Cette semaine, Nozomi Hayase souligne le courage de deux journalistes - Wilfred Burchett et Julian Assange - qui ont sacrifié leur propre liberté pour dénoncer des crimes de guerre.

Les crimes de guerre, l'Empire et la Poursuite de la presse libre

(Nozomi Hayase, Ph.D., est essayiste et auteur de "WikiLeaks, the Global Fourth Estate : History Is Happening." (WikiLeaks, le quatrième pouvoir mondial : Déroulement de l'histoire).

Suivez la sur Twitter : @nozomimagine)

Cette semaine marque le 75e anniversaire de l'explosion des bombes nucléaires américaines sur les villes japonaises d'Hiroshima (6 août 1945) et de Nagasaki (9 août) pendant la Seconde Guerre mondiale.

Le bilan des deux assauts atomiques a été estimé à plus de 225 000 personnes, dont beaucoup ont été tuées sur le coup, tandis que d'autres sont décédées plus tard des suites d'une exposition aux radiations.

Au lendemain du bombardement du Japon, et pendant des décennies par la suite, les autorités américaines ont supprimé les images militaires tournées à Hiroshima et à Nagasaki.

Avec la propagande et la censure du gouvernement, le public n'a pas été informé de l'ampleur des dégâts et des souffrances humaines infligées. La frappe nucléaire américaine a transformé le sol japonais en un désordre toxique où rien ne pousserait pendant 75 ans. Contrairement à sa cible déclarée (le quartier général de l'armée japonaise), l'explosion de la bombe a tué de nombreuses personnes: femmes, enfants et personnes âgées, bon nombre qui n'étaient pas en uniforme, causant indistinctement des effets à long terme sur la santé de ceux qui ont survécu à l'explosion.
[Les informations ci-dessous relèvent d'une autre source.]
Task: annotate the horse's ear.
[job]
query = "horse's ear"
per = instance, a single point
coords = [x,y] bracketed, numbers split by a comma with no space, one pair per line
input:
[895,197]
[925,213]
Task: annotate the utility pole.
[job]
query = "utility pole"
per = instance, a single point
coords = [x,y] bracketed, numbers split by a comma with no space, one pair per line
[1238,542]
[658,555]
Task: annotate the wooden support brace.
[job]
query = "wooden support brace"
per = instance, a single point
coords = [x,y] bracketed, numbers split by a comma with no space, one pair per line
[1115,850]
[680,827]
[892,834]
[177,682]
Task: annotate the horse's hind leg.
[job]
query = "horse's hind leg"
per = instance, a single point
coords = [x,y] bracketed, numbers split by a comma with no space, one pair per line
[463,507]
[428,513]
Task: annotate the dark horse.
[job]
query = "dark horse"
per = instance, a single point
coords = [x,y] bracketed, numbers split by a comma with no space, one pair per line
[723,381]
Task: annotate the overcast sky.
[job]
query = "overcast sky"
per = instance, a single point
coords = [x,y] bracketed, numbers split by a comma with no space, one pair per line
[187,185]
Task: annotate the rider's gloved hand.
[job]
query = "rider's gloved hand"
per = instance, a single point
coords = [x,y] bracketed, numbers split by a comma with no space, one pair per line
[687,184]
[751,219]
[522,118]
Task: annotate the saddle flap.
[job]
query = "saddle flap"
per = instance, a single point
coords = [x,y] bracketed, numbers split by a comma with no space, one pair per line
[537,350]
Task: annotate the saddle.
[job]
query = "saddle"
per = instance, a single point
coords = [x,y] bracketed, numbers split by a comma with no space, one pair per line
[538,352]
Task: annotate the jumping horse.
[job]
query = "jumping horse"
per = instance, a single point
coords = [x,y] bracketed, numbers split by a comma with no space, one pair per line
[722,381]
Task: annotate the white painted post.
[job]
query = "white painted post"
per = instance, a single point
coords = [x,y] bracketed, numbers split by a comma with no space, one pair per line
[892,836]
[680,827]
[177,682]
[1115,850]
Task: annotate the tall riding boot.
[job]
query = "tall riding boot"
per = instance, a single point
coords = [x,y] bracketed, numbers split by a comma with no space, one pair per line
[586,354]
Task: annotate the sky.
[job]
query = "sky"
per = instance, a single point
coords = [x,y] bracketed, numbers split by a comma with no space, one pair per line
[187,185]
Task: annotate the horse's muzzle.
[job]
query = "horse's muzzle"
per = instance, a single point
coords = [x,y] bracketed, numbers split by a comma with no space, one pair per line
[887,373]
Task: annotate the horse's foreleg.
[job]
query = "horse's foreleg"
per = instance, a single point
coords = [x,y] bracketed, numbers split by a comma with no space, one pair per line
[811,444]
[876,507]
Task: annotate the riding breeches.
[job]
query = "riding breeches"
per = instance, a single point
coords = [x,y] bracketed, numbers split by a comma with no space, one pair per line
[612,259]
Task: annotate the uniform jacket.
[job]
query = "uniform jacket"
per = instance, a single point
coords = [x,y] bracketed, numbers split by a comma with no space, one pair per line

Le journaliste d'investigation britannique Robert Fisk a dit un jour: «La guerre est un échec total de l'esprit humain.». Les retombées de la bombe atomique représentent la chute de l'humanité et la perte de sa dignité. Elles ont non seulement montré aux gens du monde entier l'horreur des armes nucléaires, mais ont également souligné le rôle crucial des médias dans la prévention de terribles erreurs humaines en temps de guerre. Ces dernières années, sous l'administration Trump, la presse libre a été gravement menacée. À de nombreuses reprises, le président Donald Trump a exprimé son indignation face aux «fuites» et aux organisations médiatiques utilisant de telles fuites pour divulguer des informations classifiées. Avec la poursuite par le gouvernement américain de Julian Assange, éditeur de WikiLeaks, l'hostilité de l'administration Trump envers les médias s'est maintenant transformée en criminalisation du journalisme.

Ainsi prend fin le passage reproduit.